Body Mass Index (BMI) is commonly used to measure the prevalence of obesity in populations for health research. Population surveys often ask respondents to report their height and weight, rather than taking physical measurements. Previous research has shown that the discrepancies between self-reported and measured values of height and weight can lead to inaccurate estimates of the population BMI distribution. The accuracy of estimates derived from self-reported BMI data can potentially be improved by adjusting the self-reported values to account for these response biases.
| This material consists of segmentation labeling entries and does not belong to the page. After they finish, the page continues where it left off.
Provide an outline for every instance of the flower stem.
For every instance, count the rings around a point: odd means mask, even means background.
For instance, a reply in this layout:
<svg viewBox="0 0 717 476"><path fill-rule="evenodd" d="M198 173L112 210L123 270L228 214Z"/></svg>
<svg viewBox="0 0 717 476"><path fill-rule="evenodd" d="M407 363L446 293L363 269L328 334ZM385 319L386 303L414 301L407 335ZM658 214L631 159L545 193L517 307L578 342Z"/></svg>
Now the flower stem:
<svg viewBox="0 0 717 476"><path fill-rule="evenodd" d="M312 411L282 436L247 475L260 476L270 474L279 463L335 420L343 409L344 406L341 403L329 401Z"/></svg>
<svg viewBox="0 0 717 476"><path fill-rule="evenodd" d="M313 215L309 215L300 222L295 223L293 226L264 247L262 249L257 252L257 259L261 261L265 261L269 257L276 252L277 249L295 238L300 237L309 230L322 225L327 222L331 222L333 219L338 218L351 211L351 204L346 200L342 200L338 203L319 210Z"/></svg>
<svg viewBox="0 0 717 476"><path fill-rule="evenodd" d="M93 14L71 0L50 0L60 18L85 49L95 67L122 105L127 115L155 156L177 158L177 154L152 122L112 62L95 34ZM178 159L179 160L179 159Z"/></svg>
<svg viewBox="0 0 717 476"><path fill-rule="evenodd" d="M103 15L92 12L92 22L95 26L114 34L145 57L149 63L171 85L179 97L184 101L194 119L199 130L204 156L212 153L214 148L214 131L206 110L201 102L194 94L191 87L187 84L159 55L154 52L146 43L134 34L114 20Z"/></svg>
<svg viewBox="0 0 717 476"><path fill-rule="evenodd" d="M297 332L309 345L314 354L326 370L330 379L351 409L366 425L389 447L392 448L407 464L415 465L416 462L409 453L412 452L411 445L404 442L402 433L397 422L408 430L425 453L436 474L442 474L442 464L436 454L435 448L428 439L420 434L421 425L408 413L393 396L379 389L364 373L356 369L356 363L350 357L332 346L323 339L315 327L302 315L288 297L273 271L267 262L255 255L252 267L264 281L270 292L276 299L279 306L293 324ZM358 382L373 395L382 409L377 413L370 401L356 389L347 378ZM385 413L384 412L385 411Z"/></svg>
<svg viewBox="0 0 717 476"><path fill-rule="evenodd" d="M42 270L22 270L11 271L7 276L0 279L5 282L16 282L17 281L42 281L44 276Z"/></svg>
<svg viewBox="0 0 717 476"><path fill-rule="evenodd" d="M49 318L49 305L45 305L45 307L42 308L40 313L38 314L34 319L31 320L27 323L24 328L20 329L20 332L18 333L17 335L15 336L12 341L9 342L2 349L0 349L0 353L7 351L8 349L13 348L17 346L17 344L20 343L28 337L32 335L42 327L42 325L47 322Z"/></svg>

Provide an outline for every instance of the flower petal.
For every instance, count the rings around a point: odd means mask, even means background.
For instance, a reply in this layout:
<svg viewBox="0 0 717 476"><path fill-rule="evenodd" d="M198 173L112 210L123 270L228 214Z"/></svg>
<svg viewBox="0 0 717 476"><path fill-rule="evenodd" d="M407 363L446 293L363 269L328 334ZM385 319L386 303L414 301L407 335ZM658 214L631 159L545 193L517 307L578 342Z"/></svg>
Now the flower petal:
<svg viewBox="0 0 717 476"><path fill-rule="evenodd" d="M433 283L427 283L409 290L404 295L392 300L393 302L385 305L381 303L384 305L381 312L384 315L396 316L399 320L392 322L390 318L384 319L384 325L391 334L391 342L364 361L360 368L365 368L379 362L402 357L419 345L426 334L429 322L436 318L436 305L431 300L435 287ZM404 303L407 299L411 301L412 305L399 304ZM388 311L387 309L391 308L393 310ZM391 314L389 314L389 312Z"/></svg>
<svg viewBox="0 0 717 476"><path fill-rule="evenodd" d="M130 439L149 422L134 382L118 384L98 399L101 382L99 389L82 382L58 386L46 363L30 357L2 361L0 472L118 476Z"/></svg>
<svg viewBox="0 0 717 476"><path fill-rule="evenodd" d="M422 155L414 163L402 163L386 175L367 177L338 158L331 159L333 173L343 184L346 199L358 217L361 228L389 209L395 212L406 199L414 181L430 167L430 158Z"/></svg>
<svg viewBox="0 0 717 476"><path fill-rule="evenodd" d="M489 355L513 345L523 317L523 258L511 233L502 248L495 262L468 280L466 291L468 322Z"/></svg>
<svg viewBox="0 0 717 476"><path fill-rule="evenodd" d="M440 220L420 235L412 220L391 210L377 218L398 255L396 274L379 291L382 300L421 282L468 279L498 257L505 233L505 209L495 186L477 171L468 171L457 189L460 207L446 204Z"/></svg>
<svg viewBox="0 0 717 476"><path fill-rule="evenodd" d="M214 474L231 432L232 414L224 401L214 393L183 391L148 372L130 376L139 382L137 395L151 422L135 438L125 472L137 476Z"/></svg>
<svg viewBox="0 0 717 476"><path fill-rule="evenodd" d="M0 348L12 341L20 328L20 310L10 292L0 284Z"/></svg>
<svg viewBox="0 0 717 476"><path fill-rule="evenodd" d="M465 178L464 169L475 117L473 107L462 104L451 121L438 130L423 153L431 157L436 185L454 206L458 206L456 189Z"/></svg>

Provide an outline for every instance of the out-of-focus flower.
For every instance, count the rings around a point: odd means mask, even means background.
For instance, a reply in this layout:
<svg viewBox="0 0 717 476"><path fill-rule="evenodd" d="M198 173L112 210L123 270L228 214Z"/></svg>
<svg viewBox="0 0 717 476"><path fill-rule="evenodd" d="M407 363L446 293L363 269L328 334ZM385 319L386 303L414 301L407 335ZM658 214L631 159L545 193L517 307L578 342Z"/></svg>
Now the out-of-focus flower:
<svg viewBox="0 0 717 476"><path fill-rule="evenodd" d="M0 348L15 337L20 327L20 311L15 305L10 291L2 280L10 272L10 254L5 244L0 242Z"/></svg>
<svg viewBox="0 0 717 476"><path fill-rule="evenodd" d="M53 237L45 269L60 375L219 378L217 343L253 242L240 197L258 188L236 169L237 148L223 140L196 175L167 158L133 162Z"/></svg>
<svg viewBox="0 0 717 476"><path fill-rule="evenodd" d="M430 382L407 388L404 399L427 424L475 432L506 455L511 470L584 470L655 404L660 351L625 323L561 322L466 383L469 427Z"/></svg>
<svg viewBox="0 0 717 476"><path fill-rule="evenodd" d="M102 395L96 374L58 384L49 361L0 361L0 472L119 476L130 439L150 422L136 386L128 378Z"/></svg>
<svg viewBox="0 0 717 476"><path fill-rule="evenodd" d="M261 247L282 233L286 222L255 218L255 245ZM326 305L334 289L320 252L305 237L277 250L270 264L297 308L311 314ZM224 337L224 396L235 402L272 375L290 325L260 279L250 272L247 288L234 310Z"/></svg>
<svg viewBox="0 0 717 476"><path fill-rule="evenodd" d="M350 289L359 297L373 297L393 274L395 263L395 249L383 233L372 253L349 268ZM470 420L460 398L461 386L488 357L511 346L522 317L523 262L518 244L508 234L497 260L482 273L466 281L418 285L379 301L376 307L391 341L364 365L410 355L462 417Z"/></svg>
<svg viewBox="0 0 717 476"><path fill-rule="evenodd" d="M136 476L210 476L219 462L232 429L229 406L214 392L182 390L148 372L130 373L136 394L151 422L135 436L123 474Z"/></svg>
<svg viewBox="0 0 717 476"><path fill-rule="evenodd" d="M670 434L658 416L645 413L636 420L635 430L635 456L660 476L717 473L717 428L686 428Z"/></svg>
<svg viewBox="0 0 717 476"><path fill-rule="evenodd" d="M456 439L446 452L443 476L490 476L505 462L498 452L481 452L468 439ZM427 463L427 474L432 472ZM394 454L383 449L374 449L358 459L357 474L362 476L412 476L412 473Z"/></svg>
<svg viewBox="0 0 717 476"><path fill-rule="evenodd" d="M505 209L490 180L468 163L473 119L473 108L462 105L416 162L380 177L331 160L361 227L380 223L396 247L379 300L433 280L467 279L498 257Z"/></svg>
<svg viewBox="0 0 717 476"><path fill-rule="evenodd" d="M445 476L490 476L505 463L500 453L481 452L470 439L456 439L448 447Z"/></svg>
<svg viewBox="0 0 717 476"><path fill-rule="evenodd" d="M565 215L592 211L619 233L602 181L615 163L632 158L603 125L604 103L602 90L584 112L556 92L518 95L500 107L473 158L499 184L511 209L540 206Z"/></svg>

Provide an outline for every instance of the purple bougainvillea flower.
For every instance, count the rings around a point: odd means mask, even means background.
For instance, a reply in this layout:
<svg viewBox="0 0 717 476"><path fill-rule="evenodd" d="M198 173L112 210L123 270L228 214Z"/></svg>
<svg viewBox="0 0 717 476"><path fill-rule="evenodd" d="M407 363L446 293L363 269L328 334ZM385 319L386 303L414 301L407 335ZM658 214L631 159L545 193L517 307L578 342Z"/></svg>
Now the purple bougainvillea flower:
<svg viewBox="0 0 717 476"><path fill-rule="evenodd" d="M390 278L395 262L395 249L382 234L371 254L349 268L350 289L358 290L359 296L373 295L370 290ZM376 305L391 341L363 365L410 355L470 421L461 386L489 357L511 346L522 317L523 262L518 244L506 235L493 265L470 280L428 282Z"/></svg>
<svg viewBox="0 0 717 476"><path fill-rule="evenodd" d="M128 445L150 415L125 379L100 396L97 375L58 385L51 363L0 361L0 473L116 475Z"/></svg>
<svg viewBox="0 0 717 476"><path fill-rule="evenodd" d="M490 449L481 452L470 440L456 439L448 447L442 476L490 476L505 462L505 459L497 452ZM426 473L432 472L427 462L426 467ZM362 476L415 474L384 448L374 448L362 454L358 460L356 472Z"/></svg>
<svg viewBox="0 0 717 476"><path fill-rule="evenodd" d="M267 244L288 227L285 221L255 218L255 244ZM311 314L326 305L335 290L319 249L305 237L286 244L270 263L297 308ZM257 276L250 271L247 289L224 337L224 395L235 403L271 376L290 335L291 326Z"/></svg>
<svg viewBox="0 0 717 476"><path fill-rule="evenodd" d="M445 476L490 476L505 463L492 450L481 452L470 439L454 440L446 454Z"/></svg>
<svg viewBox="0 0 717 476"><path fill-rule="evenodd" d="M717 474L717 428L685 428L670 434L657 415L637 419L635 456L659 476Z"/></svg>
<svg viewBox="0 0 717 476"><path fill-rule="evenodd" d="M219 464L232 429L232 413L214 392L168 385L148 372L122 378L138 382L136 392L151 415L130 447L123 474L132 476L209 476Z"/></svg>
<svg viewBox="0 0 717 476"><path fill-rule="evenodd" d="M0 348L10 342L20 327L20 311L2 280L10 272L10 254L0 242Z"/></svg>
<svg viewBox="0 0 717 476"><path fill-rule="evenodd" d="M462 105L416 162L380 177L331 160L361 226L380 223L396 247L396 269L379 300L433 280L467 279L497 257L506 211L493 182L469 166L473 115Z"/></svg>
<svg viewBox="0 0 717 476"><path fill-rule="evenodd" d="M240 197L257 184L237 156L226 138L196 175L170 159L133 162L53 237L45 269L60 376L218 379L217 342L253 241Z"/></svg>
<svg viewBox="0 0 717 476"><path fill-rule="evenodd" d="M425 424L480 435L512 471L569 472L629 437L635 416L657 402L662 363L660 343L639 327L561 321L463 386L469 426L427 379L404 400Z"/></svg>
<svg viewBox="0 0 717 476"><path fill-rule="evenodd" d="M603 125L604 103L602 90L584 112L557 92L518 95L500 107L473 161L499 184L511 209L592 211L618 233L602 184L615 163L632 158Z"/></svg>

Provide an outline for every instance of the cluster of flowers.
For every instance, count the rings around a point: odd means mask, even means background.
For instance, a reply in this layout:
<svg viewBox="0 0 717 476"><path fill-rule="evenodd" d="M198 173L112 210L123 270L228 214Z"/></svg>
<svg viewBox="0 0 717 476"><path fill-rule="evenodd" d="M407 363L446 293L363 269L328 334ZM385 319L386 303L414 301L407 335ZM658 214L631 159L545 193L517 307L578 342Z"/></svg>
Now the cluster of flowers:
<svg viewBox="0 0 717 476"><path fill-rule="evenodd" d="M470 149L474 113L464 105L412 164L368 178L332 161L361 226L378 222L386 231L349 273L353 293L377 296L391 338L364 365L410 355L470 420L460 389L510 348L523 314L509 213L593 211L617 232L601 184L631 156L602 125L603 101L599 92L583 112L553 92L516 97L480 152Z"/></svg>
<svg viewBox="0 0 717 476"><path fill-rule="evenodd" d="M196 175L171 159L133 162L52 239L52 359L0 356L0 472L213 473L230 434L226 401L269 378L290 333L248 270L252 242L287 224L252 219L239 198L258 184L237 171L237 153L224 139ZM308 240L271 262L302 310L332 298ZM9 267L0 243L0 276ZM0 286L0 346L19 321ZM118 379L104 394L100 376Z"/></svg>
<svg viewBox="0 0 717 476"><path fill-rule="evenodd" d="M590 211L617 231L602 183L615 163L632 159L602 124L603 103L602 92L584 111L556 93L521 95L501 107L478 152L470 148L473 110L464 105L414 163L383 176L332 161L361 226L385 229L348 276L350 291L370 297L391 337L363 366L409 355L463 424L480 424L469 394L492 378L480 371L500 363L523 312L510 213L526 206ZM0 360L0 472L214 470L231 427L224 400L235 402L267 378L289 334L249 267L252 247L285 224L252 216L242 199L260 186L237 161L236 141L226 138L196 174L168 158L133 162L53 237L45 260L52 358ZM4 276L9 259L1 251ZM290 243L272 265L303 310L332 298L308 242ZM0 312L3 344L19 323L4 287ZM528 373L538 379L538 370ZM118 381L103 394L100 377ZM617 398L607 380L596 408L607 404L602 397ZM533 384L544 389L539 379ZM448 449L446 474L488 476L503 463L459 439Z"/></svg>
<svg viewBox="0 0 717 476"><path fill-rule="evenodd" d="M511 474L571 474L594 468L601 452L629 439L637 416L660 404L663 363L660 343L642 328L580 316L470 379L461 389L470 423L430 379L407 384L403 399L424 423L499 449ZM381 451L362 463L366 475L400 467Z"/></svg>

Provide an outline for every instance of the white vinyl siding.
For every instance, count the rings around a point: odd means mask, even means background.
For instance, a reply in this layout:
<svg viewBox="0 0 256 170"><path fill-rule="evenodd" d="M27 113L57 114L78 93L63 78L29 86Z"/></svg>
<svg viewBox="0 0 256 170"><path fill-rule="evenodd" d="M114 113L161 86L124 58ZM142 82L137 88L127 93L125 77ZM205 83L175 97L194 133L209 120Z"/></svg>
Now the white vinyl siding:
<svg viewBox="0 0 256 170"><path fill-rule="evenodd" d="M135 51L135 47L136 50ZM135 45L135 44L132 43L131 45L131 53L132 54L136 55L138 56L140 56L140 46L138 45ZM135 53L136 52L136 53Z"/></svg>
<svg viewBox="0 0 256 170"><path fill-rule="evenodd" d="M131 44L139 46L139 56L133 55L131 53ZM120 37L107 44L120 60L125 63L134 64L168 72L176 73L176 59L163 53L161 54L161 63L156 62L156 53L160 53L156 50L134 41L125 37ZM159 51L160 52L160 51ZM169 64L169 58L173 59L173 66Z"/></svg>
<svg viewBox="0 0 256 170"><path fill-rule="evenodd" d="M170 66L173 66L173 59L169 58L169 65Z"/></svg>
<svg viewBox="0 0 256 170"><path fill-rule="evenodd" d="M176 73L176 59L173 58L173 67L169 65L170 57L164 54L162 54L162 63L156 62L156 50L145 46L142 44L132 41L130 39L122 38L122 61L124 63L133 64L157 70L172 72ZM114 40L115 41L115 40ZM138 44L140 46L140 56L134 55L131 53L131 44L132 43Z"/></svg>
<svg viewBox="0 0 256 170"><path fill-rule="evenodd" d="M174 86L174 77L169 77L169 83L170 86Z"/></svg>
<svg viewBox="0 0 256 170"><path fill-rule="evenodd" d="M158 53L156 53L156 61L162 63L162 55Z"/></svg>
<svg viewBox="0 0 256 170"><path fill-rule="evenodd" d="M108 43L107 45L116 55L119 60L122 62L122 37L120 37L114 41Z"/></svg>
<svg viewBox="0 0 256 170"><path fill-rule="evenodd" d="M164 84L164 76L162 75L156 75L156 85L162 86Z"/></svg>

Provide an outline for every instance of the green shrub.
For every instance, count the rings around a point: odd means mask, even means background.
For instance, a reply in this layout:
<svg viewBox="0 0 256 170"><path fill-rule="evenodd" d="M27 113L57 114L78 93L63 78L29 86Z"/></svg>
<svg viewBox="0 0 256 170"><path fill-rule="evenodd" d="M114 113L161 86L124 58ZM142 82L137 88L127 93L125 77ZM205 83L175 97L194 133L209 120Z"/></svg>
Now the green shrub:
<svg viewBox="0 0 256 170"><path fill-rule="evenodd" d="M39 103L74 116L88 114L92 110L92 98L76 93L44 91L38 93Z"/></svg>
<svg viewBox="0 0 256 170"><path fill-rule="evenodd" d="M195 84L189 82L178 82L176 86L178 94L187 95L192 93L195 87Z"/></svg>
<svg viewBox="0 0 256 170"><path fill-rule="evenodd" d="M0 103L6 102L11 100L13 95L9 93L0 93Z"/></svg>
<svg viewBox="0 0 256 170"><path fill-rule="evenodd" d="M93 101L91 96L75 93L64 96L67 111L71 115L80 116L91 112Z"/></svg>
In this paper we investigate the reporting errors in height, weight and BMI of Australian adults using the National Nutrition Survey (NNS) 1995 and National Health Survey (NHS) 2007–08. Both surveys collected measured and self-reported height and weight. We examine several alternative methods for adjusting self-reported data to get more accurate estimates of BMI. Both linear and semi-parametric regressions are used to adjust self-reported BMI, both by modelling BMI directly and by modelling height and weight separately. The resulting BMI distributions are compared with the distributions of measured and self-reported BMI to assess the improvement in accuracy obtained by the different adjustment methods.

All the examined methods for adjusting self-reported BMI are found to provide significantly more accurate estimates of the distribution of BMI than using self-reported BMI directly. The semi-parametric models are found to provide slightly better estimates than linear models, but the improvement in accuracy is not likely to be sufficient to justify their additional complexity in practical settings.